La grande ambition des Basques étant de s’enrichir, il est tout naturel qu’ils aient le désir de rentrer un jour en personnages dans la patrie qu’ils avaient quittée jadis comme de pauvres paysans. C’est là un vœu qui se réalise pour un petit nombre seulement des émigrés : plusieurs succombent sans pouvoir s’acclimater sous le ciel pourtant si doux de Buenos-Ayres, et ceux qui survivent sont presque tous retenus dans leur nouvelle patrie par les soucis du travail et de la famille. Les rares élus de la fortune assez heureux pour revenir en Europe s’empressent d’acquérir quelque maison de campagne environnée de bois, ou bien se font bâtir sur une colline un petit château de plaisance d’où ils pourront voir à leur aise le village natal. Jusque dans les vallées les plus difficiles d’accès, on trouve de ces maisons appartenant à des « Américains, » anciens colons de la Plata.

C’est à près de deux mille par an que l’on peut évaluer le nombre des Basques français et espagnols qui s’expatrient[2]. Trop peu nombreux pour créer une autre Biscaye dans le Nouveau-Monde ou même pour garder leur langue au milieu de ces populations d’origine diverse qui prennent toutes l’espagnol pour idiome commun, les Euskariens de la Plata sont désormais complètement perdus pour le nom et la nationalité basques. Plus que tous les autres immigrans, Suisses, Allemands, Anglais ou Américains du Nord, ils gardent leur fraternité de race et de langue ; les jours de fête, ils ne manquent jamais de se réunir en foule pour jouer à la paume et chanter les hymnes de la patrie ; mais, en dépit de leur esprit de corps, ils n’en finissent pas moins par devenir Hispano-Américains, et leurs familles entrent par les croisemens dans cette jeune race du nouveau continent où sont représentés la plupart des habitans de la terre depuis les nègres jusqu’aux Guaranis. Et non-seulement les Basques de Montevideo et de Buenos-Ayres ne se maintiendront pas en groupes distincts sur les rives de la Plata, mais par le fait même de leur émigration le reste de nationalité qu’ils laissent derrière eux est exposé presque sans défense aux envahissemens des sociétés voisines.
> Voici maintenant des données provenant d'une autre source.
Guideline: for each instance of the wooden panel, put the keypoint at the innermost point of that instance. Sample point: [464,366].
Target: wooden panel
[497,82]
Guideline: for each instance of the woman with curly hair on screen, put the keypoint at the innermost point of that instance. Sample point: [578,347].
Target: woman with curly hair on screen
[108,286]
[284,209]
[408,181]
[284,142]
En effet, dans le pays basque comme en Irlande et dans l’Allemagne du nord, la majorité de ceux qui s’en

  1. M. Martin de Moussy, l’écrivain le plus compétent en pareille matière, pense que les Basques des bords de la Plata sont, avec leurs enfans, au nombre de plus de 50,000.
  2. En 1865, les ports de Bayonne et de Bordeaux, où s’embarquent les émigrans du sud-ouest de la France, presque tous Basques et Béarnais, ont expédié à Buenos-Ayres 59 navires portant 2,609 personnes. Dans les ports du nord de l’Espagne, on a enregistré le départ de 4 navires emmenant 441 futurs colons de la république argentine.